Dieses passende Gedicht von Thomas Bergmann (1943-2019) aus Wagenbach´s Tintenfisch 3 (1970) stellt Arndt Beck seinem Artikel über die Kunst von Richard Scheibe (1) voran:
„Im deutschen Mann verbergen sich viele deutsche Männer. Kleine, mittlere und große deutsche Männer. Jeder deutsche Mann ist von einem Mantel aus dem nächstgrößeren deutschen Mann umgeben. Zieht man einem deutschen Mann die Haut ab, kommt stets ein deutscher Mann zum Vorschein. Jeder große deutsche Mann hält das Gemurmel der mittleren deutschen Männer in seinem Bauch für seine Seele. Jeder mittlere deutsche Mann verwechselt Geräuschlosigkeit mit Frieden. Deshalb werden die kleinen deutschen Männer schon von Kindesbeinen an zur Ruhe angehalten. So kommt es, daß der deutsche Mann als Ganzes meist unbeweglich dasteht.“ (2)

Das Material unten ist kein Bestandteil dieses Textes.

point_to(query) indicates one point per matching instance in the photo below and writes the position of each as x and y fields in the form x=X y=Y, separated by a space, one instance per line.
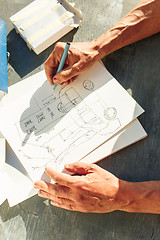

In Köln wurde eine Kopie des „Schreitenden“ 2017 von seinem Sockel im Rheinpark weggestohlen (Kölner Rundschau vom 28.10.2017) – und hoffentlich eingeschmolzen, mag man sich wünschen. Die Skulptur im Park am Karlsbad stand von 1959 bis 1989 im Gemeindepark Lankwitz und wurde an seinen jetzigen Platz als Ersatz für eine 1881 geschaffene Bronzefigur „Der Sieger von Marathon“ von Max Kruse (1854-1942), die hier stand, aufgestellt. Vielleicht wäre es einfach besser gewesen, sie gleich der Abfallverwertung zuzuführen, statt sie in unseren Kiez zu verfrachten, wo sie offensichtlich schweigt und irritiert.
- http://www.arndtbeck.com/wordpress/2009/01/richard-scheibe-staatsbildhauer/
- Klaus Wagenbach, Hrsg. Jetzt schlägt´s dreizehn. Berlin, Wagenbach Verlag 1977, S.7.